Preview handles saved assets and unsaved takes differently:
  • Unsaved canvas and scene references appear as Take pills.
  • Saved characters, locations, props, and assets appear by name.
  • Named saved assets can be called back with @.
This means saved assets are easier to reuse consistently than unnamed temporary takes.

Place reference pills carefully

If you use an image as a general reference, it usually works best to place that reference at the beginning or end of the prompt. If your wording says something like this image, place the reference pill close to those words so the model gets clearer context about what the phrase refers to.

Use natural language around saved assets

You can reference multiple assets in a single prompt, but results are usually stronger when the asset names fit naturally into the sentence instead of reading like disconnected labels.
Saved asset references inside the Preview prompt workflow.
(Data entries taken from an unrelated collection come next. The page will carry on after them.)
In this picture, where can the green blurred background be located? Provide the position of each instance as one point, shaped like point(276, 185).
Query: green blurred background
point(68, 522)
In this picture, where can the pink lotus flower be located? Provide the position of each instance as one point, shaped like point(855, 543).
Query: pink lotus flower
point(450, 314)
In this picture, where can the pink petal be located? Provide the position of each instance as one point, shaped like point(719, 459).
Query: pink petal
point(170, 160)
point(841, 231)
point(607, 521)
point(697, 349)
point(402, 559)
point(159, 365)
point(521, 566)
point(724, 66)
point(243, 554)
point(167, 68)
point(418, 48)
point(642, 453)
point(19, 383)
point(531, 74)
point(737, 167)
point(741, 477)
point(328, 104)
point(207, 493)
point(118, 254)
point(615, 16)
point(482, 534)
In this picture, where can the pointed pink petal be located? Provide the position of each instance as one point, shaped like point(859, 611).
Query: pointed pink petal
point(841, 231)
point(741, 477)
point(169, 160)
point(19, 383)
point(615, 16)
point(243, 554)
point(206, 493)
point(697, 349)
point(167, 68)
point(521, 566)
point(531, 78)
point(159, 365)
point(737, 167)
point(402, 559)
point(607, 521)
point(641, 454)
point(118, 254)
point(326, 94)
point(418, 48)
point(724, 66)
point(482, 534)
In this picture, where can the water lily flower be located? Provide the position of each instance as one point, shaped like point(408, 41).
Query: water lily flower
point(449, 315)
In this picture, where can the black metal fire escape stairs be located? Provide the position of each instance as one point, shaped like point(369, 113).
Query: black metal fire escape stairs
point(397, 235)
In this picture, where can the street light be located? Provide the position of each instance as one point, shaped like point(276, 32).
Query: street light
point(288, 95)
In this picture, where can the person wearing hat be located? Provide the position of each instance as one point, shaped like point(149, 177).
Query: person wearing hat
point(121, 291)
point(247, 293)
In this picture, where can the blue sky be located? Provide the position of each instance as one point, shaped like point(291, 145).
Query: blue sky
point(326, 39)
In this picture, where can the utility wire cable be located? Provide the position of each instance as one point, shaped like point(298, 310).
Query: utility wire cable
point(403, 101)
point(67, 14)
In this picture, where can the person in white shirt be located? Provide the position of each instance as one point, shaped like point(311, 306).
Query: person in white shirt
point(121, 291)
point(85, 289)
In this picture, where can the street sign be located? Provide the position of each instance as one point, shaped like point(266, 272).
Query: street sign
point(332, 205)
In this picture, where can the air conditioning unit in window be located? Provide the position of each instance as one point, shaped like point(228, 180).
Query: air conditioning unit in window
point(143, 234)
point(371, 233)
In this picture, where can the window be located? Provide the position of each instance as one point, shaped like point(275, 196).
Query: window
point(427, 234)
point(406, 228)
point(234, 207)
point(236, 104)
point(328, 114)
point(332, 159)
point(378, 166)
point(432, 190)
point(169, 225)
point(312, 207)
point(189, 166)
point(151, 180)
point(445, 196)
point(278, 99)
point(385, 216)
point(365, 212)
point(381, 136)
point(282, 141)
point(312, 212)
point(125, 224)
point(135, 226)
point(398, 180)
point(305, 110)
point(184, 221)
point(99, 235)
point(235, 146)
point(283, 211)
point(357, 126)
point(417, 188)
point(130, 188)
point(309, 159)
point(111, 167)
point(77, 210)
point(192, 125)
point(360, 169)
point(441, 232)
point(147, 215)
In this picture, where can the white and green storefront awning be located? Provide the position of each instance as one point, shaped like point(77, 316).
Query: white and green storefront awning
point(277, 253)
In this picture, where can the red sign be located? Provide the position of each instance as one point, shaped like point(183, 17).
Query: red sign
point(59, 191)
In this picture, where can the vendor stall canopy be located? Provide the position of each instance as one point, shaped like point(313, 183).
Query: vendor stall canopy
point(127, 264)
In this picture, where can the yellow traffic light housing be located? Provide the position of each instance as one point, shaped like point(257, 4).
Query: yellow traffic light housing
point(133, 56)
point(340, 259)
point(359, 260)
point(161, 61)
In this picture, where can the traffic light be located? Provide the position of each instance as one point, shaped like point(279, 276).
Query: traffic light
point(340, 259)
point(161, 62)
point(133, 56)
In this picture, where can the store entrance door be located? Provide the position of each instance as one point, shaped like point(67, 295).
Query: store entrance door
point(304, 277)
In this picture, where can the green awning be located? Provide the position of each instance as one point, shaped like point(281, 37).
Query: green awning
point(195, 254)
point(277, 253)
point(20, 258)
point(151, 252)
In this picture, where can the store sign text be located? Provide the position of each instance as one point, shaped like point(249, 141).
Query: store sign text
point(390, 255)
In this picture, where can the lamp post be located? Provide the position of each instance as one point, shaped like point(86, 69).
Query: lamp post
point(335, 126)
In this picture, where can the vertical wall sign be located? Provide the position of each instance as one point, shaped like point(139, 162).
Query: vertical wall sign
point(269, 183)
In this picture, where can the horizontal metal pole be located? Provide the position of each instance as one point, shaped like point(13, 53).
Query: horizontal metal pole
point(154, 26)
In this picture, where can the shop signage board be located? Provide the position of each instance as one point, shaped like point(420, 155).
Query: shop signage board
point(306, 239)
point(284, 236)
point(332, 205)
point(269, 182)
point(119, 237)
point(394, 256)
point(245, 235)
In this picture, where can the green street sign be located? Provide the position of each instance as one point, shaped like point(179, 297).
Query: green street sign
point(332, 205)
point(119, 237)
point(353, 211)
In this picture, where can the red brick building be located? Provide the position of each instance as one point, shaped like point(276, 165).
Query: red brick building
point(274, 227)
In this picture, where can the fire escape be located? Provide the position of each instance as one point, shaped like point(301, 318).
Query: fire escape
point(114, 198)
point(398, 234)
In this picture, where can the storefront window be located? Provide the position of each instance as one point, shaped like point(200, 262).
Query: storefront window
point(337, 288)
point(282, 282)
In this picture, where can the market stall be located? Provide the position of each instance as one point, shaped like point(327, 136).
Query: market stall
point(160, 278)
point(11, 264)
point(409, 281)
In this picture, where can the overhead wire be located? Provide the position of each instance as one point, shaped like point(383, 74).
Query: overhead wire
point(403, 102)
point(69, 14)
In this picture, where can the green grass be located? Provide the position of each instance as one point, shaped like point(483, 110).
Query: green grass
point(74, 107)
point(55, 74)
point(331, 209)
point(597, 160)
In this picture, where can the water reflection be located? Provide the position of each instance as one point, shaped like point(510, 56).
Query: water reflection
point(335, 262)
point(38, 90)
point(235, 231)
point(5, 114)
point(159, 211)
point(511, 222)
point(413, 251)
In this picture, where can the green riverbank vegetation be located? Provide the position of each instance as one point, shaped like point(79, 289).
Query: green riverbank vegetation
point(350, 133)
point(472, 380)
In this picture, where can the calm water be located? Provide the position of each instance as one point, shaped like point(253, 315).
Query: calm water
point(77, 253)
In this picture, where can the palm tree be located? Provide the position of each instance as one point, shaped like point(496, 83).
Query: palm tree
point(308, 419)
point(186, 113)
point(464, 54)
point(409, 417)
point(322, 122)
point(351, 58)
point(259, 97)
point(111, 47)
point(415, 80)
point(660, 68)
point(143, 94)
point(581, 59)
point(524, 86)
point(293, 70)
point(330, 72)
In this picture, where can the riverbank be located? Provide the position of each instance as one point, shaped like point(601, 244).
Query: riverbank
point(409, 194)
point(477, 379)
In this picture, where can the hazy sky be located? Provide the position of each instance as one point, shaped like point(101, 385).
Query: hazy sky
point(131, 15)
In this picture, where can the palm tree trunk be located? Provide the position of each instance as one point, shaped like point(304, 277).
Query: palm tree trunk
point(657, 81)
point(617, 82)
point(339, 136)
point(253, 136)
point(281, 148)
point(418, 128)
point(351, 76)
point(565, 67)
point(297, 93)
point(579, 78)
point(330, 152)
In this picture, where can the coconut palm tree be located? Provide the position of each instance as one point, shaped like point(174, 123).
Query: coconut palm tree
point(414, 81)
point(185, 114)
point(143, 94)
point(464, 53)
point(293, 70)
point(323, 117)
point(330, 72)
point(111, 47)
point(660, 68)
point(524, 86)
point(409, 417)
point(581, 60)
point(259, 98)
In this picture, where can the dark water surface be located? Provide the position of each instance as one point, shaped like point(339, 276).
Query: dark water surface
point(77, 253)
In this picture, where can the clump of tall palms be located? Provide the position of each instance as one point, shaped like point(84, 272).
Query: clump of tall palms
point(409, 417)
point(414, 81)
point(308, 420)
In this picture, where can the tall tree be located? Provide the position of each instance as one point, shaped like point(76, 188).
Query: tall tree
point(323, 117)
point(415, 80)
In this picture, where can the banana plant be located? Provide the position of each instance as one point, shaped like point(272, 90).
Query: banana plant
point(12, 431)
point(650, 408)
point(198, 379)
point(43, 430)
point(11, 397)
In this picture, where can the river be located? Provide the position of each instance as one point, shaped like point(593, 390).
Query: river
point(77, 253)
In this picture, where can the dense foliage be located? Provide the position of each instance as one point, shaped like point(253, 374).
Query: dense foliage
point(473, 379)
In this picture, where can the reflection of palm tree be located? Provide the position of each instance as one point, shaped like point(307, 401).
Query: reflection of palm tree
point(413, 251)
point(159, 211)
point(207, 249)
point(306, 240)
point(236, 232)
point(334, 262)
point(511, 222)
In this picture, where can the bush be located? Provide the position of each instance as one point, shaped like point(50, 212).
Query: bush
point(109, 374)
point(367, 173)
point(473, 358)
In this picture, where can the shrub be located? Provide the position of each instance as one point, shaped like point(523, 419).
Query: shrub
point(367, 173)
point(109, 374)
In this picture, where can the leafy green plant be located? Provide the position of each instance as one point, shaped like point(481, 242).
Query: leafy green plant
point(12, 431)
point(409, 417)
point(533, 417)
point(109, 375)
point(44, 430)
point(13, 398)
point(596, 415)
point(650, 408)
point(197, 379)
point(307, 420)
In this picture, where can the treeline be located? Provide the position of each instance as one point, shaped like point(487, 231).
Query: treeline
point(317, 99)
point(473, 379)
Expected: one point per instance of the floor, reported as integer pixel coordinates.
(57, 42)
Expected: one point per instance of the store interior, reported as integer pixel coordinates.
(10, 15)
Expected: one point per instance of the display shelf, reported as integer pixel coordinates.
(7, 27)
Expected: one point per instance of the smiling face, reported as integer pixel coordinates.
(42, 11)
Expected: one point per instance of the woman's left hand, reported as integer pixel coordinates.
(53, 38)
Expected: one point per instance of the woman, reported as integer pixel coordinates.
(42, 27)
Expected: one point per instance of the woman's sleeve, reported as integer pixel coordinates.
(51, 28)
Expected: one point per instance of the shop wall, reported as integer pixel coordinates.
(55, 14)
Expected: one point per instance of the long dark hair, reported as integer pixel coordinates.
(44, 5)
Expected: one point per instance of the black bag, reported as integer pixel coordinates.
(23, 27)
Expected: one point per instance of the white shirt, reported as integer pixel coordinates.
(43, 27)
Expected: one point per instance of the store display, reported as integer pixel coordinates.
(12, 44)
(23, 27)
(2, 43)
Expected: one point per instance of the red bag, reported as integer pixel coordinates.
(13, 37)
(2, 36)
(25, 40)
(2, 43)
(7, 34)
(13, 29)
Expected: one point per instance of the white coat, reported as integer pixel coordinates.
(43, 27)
Prefer stronger asset sources

For saved asset consistency:
  • Use character sheets or multi-angle source images when possible
  • Use clean props on blank backgrounds when possible
  • Use location references that show only the environment you want repeated

Use folders or individual assets deliberately

When you reference a saved character, location, or prop, you can reference an entire folder or a specific file.
  • Use an entire folder when you want broader variation around one saved concept.
  • Use a specific file when you want stronger consistency from one source image.

Upload useful files into the asset library

You can upload files from your desktop to the Assets folder, then reference them later by file name. This is useful when you want a reusable external reference that is not tied to a canvas take.
Save and name reusable references early. Prompting gets much easier when your most important characters, props, and locations are already in the library with clear names.